C. Volante Corp. appeals from Judge Gershon’s orders granting appellees’ motion for summary judgment and awarding damages. Appellant argues that: (i) the district court lacked subject matter jurisdiction over appellees’ claims because they arose from an alleged breach of unsigned collective bargaining agreements, (ii) the district court erred in determining that there were no triable issues as to whether appellant manifested its intent to adopt unsigned collective bargaining agreements, and (iii) the district court made several erroneous findings in connection with its damages award. We affirm.

BACKGROUND

Appellant is a New York truck rental company. Appellees are the Trustees of the Local 282 Welfare, Pension Annuity and Job Training Trust Funds (the “Fund”), which were established pursuant to collective bargaining agreements (“CBA”) between Building Material Local 282 of the International Brotherhood of Teamsters (the “Union”) and various employers.
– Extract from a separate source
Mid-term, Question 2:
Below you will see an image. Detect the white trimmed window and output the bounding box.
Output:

[353]*353Appellant was a signatory to a CBA in effect from July 1, 1987 to June 30, 1990. It did not, however, sign two subsequent CBAs, governing the period July 1,1990 to June 30, 1996. Pursuant to all the CBAs, employers agree to contribute a fixed dollar amount to the Fund contingent upon the number of hours its employees work.

Although appellant did not sign the CBAs effective from July 1, 1990 to June 30, 1996, it submitted monthly remittance reports during this period. These sixty-one reports detailed hours worked by appellant’s employees and its contributions to the Fund as determined by the hours worked. Each report was accompanied by the payment calculated in the report. Each of the reports was signed by appellant’s then-Chief Executive Officer as “Pres.,” and most of them contained a typewritten phrase indicating it was submitted “[i]n Accordance with the terms of the standard Industry Agreement with Local 282,1.B.T.”
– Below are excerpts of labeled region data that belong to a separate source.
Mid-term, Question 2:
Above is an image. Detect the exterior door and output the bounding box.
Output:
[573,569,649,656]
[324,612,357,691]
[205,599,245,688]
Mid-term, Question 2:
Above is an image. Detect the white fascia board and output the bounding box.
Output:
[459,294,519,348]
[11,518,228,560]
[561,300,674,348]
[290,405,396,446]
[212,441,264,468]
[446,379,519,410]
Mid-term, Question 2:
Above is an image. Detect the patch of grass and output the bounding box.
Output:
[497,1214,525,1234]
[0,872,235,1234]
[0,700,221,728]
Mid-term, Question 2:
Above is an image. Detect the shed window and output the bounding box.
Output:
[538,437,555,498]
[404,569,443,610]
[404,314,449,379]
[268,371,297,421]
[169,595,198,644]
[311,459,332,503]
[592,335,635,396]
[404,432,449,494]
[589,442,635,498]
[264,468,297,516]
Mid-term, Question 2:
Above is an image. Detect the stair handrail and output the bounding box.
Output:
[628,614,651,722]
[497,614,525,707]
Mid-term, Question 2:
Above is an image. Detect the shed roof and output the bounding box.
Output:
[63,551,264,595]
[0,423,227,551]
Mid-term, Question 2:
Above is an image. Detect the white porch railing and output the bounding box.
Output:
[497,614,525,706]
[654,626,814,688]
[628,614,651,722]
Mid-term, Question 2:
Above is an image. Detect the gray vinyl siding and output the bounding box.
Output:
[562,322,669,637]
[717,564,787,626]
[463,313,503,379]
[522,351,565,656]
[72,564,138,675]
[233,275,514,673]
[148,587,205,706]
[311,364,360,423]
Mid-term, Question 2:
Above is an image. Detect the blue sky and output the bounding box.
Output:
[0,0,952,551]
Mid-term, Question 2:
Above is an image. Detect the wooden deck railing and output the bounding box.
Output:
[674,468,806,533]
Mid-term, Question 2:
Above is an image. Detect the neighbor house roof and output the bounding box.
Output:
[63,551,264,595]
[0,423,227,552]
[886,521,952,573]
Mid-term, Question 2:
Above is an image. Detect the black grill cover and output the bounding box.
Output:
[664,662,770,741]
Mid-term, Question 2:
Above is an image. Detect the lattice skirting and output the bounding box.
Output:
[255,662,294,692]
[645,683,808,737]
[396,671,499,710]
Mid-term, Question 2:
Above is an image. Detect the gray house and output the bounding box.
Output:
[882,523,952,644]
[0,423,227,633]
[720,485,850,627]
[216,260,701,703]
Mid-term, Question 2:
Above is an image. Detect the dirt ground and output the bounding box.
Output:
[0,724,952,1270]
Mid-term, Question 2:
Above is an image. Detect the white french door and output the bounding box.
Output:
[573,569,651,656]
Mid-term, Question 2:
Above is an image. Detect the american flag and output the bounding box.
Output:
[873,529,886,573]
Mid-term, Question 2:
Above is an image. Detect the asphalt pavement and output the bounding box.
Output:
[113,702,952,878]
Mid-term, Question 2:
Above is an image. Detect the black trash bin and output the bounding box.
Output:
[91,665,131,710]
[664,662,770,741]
The parties do not dispute that appellant’s payments to the Fund accorded with the rates set forth in the operative CBA. Rather, the Trustees’ claim stems from appellant’s alleged failure to make payments to the Fund for all of its employees.

The Trust Agreement, incorporated by reference in the CBAs, provides for periodic auditing of an employer’s records concerning payments to the Fund. During November and December, 1993, the Trustees conducted an audit of appellant’s records covering the period from May 30, 1990 through September 30, 1993. Appellant cooperated in this audit even though most of it concerned months during which appellant was not a signatory to a CBA. The Trustees’ resulting audit report showed that appellant owed more than $78,000.00 to the Fund.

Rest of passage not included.